Java was released in 1995 by Sun MicroSystems. However, it began development in 1991. It began at Sun in 1991 with the secret “Green Project” that tried to integrate small electronic devices with cyberspace using a standard language centered on Internet connectivity. Java is very similar to the popular C++ programming language. They both are object-oriented programming, using similar syntax and general forms for commands. However, C++ is less secure since it supports pointers, which hold the address of other variables. Java emerged with more self-contained variables.
The impetus behind the Green Project was to connect computers to consumers. Its first incarnation connected a home entertainment device with digital cable television. The device-independent language that would eventually become Java was named originally code-named OAK. In 1995, Netscape licensed Java from Sun and built a version of it on Navigator 2.0. Within a few months, IBM, Adobe, and Microsoft were just a few of the companies ready to license and adopt Java.
Java has undergone many changes since it first appeared. These changes include the addition of many classes, or templates defining the methods and variables for a specific object. Current versions of Java are Java SE 6, with Java SE 7 anticipated in 2008. Today, Java is in use by 5 million software developers and operates in 2.5 billion devices including PCs, mobile phones, smart cards, web cams, games, market simulators, and car navigation devices, just to name a few.
Java’s versatility and flexibility makes it ideal for programmers to use when developing software for practically any digital service. For example, Java can be used to write software that can run on virtually any platform regardless of where it was written. It creates programs that can run on web browsers or through web services for easy accessibility and portability. Java can create highly customized applications or services by combining different Java-based programs.

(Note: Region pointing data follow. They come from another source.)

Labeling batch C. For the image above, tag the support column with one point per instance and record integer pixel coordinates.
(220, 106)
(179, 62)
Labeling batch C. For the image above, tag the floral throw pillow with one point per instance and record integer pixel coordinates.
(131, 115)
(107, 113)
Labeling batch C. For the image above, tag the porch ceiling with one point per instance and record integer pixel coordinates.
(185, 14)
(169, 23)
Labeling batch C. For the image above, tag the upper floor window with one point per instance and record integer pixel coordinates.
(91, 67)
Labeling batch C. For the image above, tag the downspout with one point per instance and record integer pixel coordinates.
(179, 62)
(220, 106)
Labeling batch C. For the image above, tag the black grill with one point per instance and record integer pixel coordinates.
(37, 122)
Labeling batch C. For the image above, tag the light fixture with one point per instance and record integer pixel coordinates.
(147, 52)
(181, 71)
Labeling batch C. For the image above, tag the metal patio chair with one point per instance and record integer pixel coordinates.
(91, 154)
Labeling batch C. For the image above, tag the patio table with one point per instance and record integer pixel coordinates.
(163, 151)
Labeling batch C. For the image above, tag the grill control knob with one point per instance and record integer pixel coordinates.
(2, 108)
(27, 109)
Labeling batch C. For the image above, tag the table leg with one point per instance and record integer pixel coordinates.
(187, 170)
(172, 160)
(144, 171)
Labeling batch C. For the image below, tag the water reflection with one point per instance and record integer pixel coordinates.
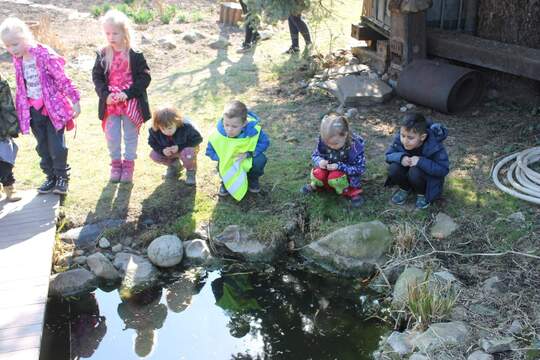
(230, 314)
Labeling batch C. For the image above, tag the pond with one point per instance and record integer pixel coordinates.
(231, 313)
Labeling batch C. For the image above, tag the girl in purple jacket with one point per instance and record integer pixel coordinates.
(46, 100)
(338, 160)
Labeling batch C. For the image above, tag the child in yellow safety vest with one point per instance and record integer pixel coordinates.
(238, 145)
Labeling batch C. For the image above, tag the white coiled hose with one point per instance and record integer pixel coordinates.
(524, 181)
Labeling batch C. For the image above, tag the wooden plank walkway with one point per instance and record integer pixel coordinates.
(27, 230)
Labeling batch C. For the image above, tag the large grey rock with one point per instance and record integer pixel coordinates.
(353, 250)
(239, 241)
(409, 277)
(85, 237)
(480, 355)
(443, 226)
(400, 343)
(440, 335)
(72, 283)
(354, 90)
(497, 345)
(197, 251)
(138, 273)
(166, 251)
(102, 267)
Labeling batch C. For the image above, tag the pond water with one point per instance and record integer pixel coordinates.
(220, 314)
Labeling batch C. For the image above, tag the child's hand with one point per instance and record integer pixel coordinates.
(76, 109)
(242, 156)
(111, 99)
(121, 97)
(323, 164)
(406, 161)
(331, 167)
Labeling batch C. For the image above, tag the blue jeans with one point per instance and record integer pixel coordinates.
(113, 132)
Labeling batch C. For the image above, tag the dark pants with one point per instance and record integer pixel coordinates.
(6, 173)
(51, 146)
(408, 178)
(257, 169)
(296, 26)
(251, 32)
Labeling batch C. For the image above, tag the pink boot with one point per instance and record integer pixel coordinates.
(127, 171)
(116, 170)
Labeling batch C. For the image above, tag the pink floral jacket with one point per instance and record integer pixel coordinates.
(56, 88)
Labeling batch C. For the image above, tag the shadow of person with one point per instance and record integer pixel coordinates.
(143, 313)
(87, 327)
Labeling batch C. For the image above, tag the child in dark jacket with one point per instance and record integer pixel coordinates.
(418, 160)
(173, 139)
(338, 160)
(238, 145)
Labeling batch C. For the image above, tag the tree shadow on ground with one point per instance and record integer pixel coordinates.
(113, 203)
(213, 79)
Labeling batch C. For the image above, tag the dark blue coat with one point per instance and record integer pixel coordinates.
(433, 161)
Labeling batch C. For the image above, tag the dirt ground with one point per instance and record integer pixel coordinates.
(478, 137)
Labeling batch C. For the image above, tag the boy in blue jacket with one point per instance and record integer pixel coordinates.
(418, 160)
(238, 145)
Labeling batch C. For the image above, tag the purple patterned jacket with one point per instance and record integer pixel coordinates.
(56, 88)
(355, 165)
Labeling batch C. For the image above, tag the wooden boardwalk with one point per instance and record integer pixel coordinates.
(27, 230)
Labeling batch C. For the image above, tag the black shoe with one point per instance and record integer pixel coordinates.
(292, 50)
(47, 185)
(61, 186)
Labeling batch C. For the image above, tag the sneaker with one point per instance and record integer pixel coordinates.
(244, 49)
(400, 197)
(190, 177)
(173, 171)
(222, 190)
(292, 50)
(357, 201)
(307, 189)
(421, 202)
(254, 186)
(47, 185)
(61, 186)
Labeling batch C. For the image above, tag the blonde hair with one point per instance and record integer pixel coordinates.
(16, 26)
(335, 124)
(119, 20)
(165, 117)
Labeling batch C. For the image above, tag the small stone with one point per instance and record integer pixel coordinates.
(497, 345)
(517, 217)
(480, 355)
(494, 285)
(117, 248)
(80, 260)
(104, 243)
(443, 226)
(515, 328)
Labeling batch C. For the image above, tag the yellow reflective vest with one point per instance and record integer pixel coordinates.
(233, 172)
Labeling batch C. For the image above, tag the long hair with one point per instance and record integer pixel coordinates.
(335, 124)
(16, 26)
(119, 20)
(165, 117)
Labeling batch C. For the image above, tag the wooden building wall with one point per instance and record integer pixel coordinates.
(510, 21)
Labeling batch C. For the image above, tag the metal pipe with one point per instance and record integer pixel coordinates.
(444, 87)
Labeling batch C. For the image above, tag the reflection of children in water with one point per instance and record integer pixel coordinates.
(143, 313)
(233, 294)
(87, 327)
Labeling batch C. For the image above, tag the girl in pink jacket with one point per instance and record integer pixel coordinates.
(46, 100)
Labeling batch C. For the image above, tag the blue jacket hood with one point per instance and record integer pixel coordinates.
(249, 130)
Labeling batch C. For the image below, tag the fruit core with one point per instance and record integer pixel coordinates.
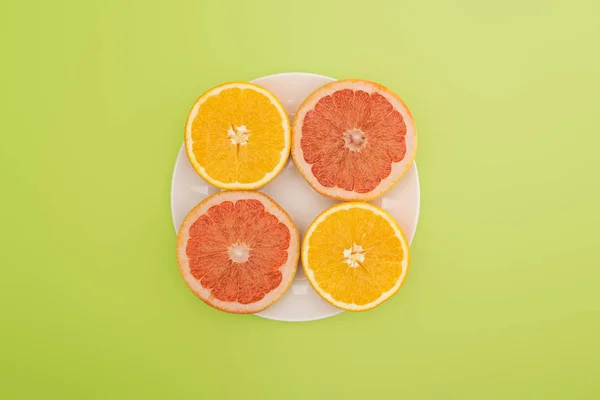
(355, 139)
(238, 135)
(354, 256)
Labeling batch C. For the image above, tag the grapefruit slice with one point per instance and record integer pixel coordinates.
(237, 136)
(353, 140)
(355, 256)
(238, 251)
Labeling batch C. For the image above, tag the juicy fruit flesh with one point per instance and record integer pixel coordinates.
(238, 136)
(355, 256)
(351, 138)
(236, 250)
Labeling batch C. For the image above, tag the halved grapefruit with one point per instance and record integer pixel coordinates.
(238, 251)
(353, 140)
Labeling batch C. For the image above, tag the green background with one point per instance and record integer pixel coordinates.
(502, 300)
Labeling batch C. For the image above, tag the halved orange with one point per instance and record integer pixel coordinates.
(355, 255)
(237, 136)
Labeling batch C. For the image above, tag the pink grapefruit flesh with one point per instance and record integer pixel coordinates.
(238, 251)
(353, 140)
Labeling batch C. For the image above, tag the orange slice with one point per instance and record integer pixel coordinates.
(237, 136)
(355, 256)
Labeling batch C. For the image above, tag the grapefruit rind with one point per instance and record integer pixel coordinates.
(399, 169)
(311, 276)
(269, 175)
(288, 269)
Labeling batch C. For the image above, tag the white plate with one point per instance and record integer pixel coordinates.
(290, 190)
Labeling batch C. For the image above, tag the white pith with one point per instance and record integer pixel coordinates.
(238, 135)
(285, 124)
(288, 269)
(398, 168)
(354, 256)
(311, 275)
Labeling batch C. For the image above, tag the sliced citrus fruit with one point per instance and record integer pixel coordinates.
(237, 136)
(353, 140)
(355, 256)
(238, 251)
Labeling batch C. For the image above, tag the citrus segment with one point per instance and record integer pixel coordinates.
(237, 136)
(355, 256)
(238, 251)
(353, 140)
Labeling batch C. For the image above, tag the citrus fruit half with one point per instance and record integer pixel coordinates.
(237, 136)
(355, 256)
(353, 139)
(238, 251)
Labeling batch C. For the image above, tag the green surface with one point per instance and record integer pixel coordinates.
(502, 300)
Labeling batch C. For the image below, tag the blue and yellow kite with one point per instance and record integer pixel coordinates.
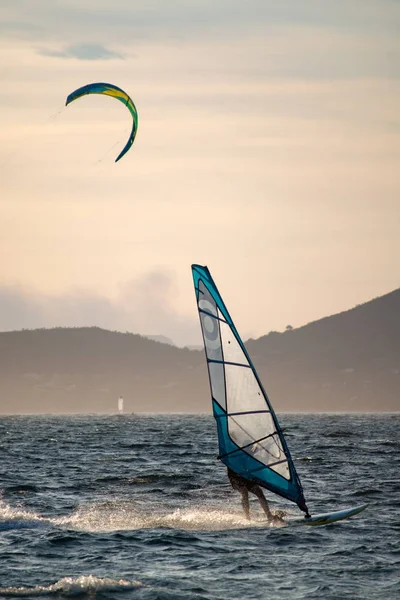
(110, 90)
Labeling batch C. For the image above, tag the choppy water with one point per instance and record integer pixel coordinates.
(138, 507)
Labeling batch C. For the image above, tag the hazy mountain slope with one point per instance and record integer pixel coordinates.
(349, 361)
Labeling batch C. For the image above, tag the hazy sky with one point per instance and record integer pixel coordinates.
(268, 148)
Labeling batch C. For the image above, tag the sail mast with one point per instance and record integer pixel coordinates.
(251, 441)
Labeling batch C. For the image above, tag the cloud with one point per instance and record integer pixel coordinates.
(83, 52)
(145, 305)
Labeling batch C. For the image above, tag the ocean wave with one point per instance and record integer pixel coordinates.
(111, 517)
(72, 586)
(18, 518)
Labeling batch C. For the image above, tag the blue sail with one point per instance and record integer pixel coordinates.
(251, 442)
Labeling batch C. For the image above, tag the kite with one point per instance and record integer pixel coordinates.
(110, 90)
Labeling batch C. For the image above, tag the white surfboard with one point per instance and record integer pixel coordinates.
(327, 518)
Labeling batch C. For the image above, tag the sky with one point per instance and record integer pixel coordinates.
(267, 149)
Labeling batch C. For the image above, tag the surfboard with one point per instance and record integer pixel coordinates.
(327, 518)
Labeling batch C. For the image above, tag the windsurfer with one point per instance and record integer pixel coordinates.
(244, 486)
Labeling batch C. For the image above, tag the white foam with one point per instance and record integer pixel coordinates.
(73, 586)
(116, 518)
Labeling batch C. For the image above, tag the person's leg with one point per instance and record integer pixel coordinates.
(263, 501)
(245, 503)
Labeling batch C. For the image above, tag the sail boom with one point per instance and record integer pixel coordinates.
(247, 412)
(227, 362)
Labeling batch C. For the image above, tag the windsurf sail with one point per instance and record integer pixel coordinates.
(251, 442)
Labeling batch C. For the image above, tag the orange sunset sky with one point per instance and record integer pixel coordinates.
(268, 149)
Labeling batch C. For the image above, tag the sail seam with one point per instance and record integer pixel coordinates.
(205, 312)
(265, 437)
(248, 412)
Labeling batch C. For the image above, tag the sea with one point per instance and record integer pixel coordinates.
(138, 507)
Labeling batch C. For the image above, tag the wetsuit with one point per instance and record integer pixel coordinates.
(244, 486)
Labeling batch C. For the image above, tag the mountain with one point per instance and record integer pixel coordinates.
(346, 362)
(160, 338)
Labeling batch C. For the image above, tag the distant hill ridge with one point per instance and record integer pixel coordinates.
(346, 362)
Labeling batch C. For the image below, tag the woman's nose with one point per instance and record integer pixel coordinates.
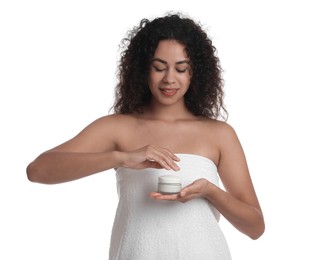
(169, 76)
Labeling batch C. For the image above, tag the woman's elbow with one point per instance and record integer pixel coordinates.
(34, 174)
(259, 230)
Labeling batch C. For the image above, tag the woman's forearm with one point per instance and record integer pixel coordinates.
(243, 216)
(57, 166)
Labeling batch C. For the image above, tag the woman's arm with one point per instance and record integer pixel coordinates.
(94, 150)
(239, 203)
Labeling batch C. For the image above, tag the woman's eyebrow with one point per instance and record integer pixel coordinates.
(165, 62)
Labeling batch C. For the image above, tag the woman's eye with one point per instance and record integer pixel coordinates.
(181, 70)
(159, 69)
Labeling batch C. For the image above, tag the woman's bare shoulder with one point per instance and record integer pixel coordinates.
(114, 119)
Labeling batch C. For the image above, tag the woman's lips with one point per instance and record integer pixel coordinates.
(168, 91)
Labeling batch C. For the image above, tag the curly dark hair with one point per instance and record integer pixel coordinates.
(205, 94)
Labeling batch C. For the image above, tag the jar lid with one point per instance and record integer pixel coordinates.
(169, 179)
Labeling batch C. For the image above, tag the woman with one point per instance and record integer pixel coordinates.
(168, 103)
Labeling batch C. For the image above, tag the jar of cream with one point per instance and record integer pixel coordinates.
(169, 184)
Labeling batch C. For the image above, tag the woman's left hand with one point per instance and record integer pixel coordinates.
(197, 189)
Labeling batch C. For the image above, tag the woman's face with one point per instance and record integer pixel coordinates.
(170, 73)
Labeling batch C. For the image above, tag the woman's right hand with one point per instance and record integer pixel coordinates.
(150, 156)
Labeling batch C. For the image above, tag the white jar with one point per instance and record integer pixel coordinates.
(169, 184)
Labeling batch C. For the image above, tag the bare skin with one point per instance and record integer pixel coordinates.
(153, 138)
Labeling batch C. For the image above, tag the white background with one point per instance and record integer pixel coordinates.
(57, 74)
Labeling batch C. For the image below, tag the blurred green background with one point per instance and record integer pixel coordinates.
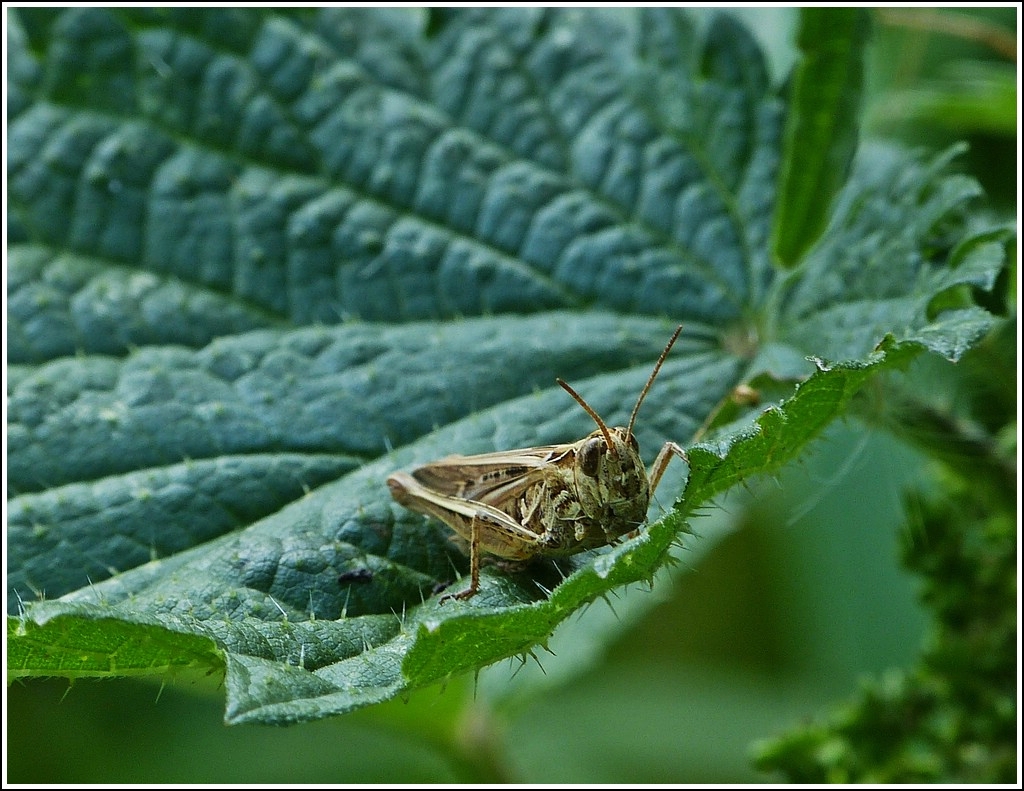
(790, 592)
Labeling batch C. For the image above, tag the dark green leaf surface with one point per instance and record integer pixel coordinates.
(259, 260)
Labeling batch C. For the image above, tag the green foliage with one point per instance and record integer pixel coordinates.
(822, 127)
(260, 259)
(952, 718)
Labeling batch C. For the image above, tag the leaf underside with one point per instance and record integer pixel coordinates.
(258, 260)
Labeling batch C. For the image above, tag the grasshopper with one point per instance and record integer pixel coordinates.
(553, 500)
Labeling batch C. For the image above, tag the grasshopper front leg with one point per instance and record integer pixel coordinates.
(665, 455)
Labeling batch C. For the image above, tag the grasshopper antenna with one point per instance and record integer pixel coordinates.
(591, 412)
(650, 379)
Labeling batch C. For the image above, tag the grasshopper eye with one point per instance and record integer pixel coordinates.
(590, 456)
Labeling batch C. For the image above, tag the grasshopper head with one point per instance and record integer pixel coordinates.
(611, 482)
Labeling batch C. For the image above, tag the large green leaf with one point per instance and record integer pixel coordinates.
(261, 259)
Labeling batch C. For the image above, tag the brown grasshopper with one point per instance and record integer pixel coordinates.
(553, 500)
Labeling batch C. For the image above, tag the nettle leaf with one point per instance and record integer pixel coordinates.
(260, 259)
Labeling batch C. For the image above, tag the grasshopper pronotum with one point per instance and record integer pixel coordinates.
(553, 500)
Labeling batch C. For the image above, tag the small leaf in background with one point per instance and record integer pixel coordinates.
(822, 126)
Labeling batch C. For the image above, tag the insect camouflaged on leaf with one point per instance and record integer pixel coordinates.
(553, 500)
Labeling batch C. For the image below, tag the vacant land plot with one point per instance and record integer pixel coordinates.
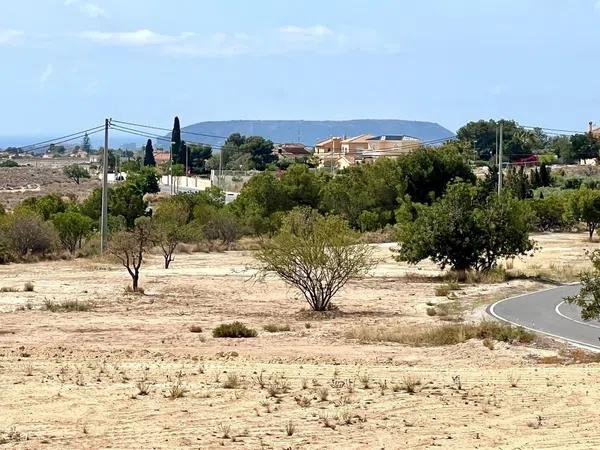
(85, 365)
(18, 183)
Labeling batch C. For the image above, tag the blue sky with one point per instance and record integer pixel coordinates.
(67, 64)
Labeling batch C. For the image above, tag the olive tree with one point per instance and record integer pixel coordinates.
(315, 254)
(463, 231)
(129, 247)
(75, 172)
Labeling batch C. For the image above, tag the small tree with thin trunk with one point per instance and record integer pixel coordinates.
(169, 223)
(316, 254)
(129, 247)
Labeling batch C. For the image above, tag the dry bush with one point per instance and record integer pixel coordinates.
(68, 306)
(442, 335)
(234, 330)
(445, 289)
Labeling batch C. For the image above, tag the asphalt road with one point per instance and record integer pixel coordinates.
(546, 312)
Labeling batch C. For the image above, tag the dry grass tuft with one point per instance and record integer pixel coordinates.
(273, 328)
(450, 334)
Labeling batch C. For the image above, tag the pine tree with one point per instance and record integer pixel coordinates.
(176, 142)
(86, 146)
(149, 154)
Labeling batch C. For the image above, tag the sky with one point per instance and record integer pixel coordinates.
(68, 64)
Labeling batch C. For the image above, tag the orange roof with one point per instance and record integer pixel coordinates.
(361, 138)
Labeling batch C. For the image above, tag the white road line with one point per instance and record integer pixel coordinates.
(557, 310)
(574, 342)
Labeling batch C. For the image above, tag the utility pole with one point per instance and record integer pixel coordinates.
(104, 213)
(500, 162)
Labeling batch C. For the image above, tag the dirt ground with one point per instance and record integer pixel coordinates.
(19, 183)
(75, 379)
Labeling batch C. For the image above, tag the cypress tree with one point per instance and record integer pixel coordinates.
(149, 154)
(176, 142)
(545, 179)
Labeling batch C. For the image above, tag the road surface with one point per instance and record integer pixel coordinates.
(546, 312)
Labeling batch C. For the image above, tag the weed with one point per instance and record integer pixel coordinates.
(68, 306)
(225, 430)
(450, 334)
(365, 380)
(234, 330)
(489, 343)
(8, 289)
(232, 381)
(323, 394)
(142, 387)
(177, 390)
(273, 328)
(410, 383)
(290, 428)
(445, 289)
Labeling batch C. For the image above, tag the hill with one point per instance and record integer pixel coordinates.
(310, 132)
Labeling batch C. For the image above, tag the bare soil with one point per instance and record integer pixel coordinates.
(74, 379)
(18, 183)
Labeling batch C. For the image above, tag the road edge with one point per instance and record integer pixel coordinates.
(490, 311)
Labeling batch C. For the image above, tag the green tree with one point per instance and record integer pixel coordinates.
(462, 231)
(585, 207)
(171, 228)
(585, 146)
(75, 172)
(129, 247)
(45, 206)
(72, 228)
(315, 254)
(149, 154)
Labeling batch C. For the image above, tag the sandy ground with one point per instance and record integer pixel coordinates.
(19, 183)
(72, 380)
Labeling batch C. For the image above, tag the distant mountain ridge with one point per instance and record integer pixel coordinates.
(309, 132)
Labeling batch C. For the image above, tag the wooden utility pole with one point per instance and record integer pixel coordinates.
(500, 162)
(104, 213)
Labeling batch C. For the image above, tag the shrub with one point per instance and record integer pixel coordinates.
(316, 254)
(234, 330)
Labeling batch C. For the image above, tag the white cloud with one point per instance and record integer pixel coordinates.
(89, 9)
(304, 34)
(291, 38)
(46, 74)
(134, 38)
(9, 36)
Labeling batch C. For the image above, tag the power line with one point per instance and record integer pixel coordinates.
(167, 129)
(155, 136)
(58, 139)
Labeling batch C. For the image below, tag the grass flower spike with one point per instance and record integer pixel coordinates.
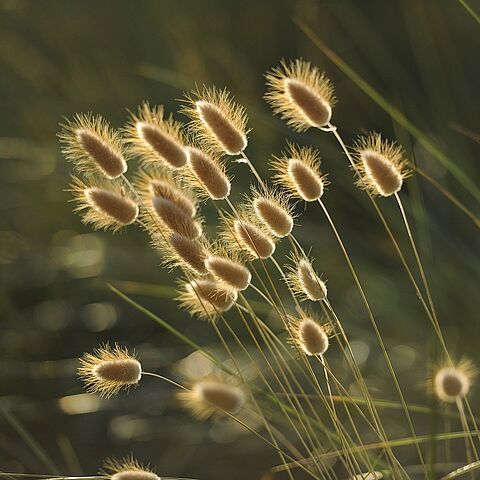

Java’s run-time systems, the use of interpreters (JVMs-Java Virtual Machines) to decode and interpret bytecode exist for all major hardware platforms. JIT (Just-In-Time) compilers allow for bytecode to run only as it is needed. JVMs and JIT are what gives Java its independence and ability to run in a variety of environments.
Points of Interest
Java SE, Version 6 was released in 2006. The enhanced features in this version hold some of the trends for Java in 2007. Java SE 6 adds enhanced parsing features and XML to object-mapping of APIs (Application Program Interfaces). Program developers can use their preferred languages and mix it with Java code. This new version connects with the Java database, so developers don’t have to find and configure their own when developing database applications.
This allows for easier connection to relational and open databases. Java SE 6 will provide more desktop APIs, allowing programs to communicate with operating systems via the Internet through the desktop. Ultimately, innovations in Java for the next year will focus on security, quality, stability, and compatibility.